Another selfish part of me also started to wish I had antibodies, contracting the damn virus previously without noticing it, be done with it and resume life. Well I didn’t. And for a minute there, I wasn’t sure if I felt disappointed or happy.

It quickly became clear. I actually succeeded at keeping the virus at bay. That the collective efforts weren’t in vain. That doing the social distancing thing, wearing a mask and washing hands all the time does works, to some degree even in rat packed NYC and is totally worth it. And so I shall continue to do so without questioning it.

The will to pursue dodging the virus was never motivated by a fear of dying. Of course I don’t want to die, but my chances of dying from the virus are not much more than those of getting hit by a car. Not saying it can’t happen, this thing is so unpredictable for now, but so is life. At the same time, just like I’m not going to throw myself at a car just to test the odds, I’m not going to test the odds with the virus either. Not sure about these kid’s logic going for the “lets all try to get it” approach. I understand the feeling behind it, but the logic seems flawed. However for some people, the odds of dying from this virus are clearly way higher. As an individual, selfishly, I wanted to get it already. But for the greater good, I didn’t because the virus would be transmitted to others, maybe at risk, through me. So I was always and will continue taking a part in this collective magma of will to break the chain of spreading. Because if I get it, asymptomatic or not, I will potentially and unknowingly transmit it. And I can’t live with the idea of potentially affecting or killing someone else unknowingly. And whatever nature is testing us to do to prevent this, and by extension what our civic duty is requiring, isn’t really that difficult to do.
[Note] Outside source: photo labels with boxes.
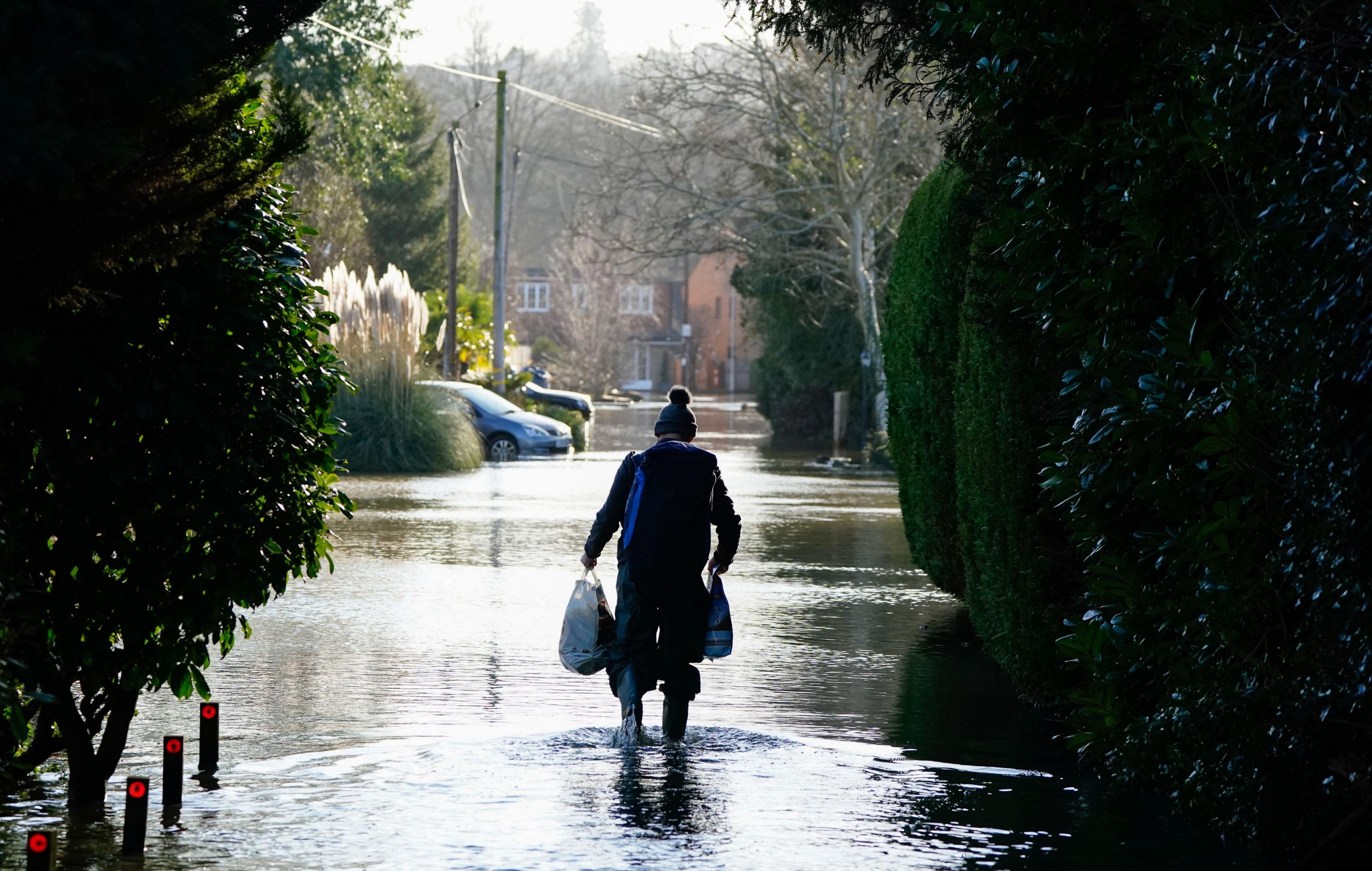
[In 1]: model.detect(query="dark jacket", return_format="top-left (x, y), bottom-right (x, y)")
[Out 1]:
top-left (586, 440), bottom-right (742, 576)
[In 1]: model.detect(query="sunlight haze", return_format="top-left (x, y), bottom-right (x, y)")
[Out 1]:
top-left (402, 0), bottom-right (731, 63)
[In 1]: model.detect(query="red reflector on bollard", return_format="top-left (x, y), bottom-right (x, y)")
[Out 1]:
top-left (23, 831), bottom-right (58, 871)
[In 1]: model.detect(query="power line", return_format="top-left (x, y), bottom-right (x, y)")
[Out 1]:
top-left (310, 18), bottom-right (663, 137)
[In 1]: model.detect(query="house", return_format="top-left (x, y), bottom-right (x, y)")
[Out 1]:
top-left (685, 254), bottom-right (761, 394)
top-left (506, 254), bottom-right (757, 392)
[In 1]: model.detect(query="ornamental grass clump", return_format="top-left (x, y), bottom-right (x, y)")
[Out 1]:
top-left (324, 263), bottom-right (482, 472)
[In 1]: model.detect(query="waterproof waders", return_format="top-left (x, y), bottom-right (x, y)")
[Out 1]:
top-left (586, 388), bottom-right (741, 738)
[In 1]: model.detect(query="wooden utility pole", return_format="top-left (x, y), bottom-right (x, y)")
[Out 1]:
top-left (443, 121), bottom-right (462, 381)
top-left (491, 70), bottom-right (505, 394)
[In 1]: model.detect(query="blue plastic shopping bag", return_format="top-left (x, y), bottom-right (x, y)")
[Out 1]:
top-left (705, 573), bottom-right (734, 660)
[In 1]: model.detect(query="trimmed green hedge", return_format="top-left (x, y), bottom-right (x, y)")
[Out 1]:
top-left (882, 163), bottom-right (973, 595)
top-left (884, 163), bottom-right (1081, 698)
top-left (954, 269), bottom-right (1083, 701)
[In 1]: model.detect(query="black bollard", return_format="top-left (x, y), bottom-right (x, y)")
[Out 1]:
top-left (200, 702), bottom-right (219, 772)
top-left (162, 735), bottom-right (185, 808)
top-left (124, 778), bottom-right (148, 856)
top-left (26, 831), bottom-right (58, 871)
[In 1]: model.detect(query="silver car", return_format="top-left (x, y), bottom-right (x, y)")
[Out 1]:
top-left (420, 381), bottom-right (572, 462)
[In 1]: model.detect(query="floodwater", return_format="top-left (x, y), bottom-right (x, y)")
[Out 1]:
top-left (0, 402), bottom-right (1254, 871)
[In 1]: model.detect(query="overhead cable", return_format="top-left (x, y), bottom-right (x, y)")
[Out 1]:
top-left (310, 18), bottom-right (663, 137)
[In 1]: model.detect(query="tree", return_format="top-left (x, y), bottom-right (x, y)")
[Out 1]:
top-left (266, 0), bottom-right (447, 289)
top-left (749, 0), bottom-right (1372, 861)
top-left (550, 239), bottom-right (628, 396)
top-left (597, 25), bottom-right (940, 428)
top-left (0, 1), bottom-right (348, 804)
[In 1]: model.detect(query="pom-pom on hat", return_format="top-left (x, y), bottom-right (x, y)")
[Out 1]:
top-left (653, 384), bottom-right (696, 439)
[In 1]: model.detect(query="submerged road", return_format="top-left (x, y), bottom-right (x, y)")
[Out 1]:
top-left (0, 403), bottom-right (1253, 871)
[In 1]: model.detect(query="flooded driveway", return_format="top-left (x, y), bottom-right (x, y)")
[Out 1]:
top-left (0, 403), bottom-right (1251, 871)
We’ve had 3 months of “training”. Because yes these practices require a bit of adaptation, as to not be forgetful, being aware that whenever you touch a door knob or package, come in contact with someone, these are all possible hitchhikes for the virus. And so you must wash your hands, make sure the mask is tight enough around your face else whats the point etc. But once we integrate all these processes, they become second nature. Its not difficult, it just takes practice until they become automatic, just like when learning an instrument for exemple. And so it becomes less daunting or annoying, depending how you look at it. We all (or at least those willing) had a chance to learn, and some like me, even had the luxury to do so without having the pressure of learning all these new habits while interacting with others by necessity hence exposing yourself and others to more risk.

Since the start of the lockdown, I’ve been wearing a mask from the moment I step out my door until I come back. I don’t even think of it anymore. Its really pointless to fight it, the sooner you get the habit in, the faster you adapt, the sooner you can start doing things without it being in the way. I go out, it comes on. I come back, wash hands, take it off, and yes wash hands again. I haven’t found a better solution yet, so the hand washing twice avoids the mask washing more often… Masks and packages go into a sort of “possibly contaminated” area. Far from the rest. Social distancing as much as possible while still keeping somewhat sane, and obeying these rules set for myself back in March at the start of all this. First rule being to wash hands every time i feel or need to touch my face. So would I be pissed if I got the virus after doing all this? Probably. But its not like we have a choice to not try. At least for me, as always, I give it everything. And if it fails, so be it. But I can sleep at night (well, this isn’t one more thing to keep me awake anyway) and I know I’ve done all I could to protect our humanity. Not just friends and family, but everyone.

Moreover, what it means is that the more people succeed at this new job we have, of breaking the spreading chain link, the more time doctors and medical field can find better treatments, and the least people die.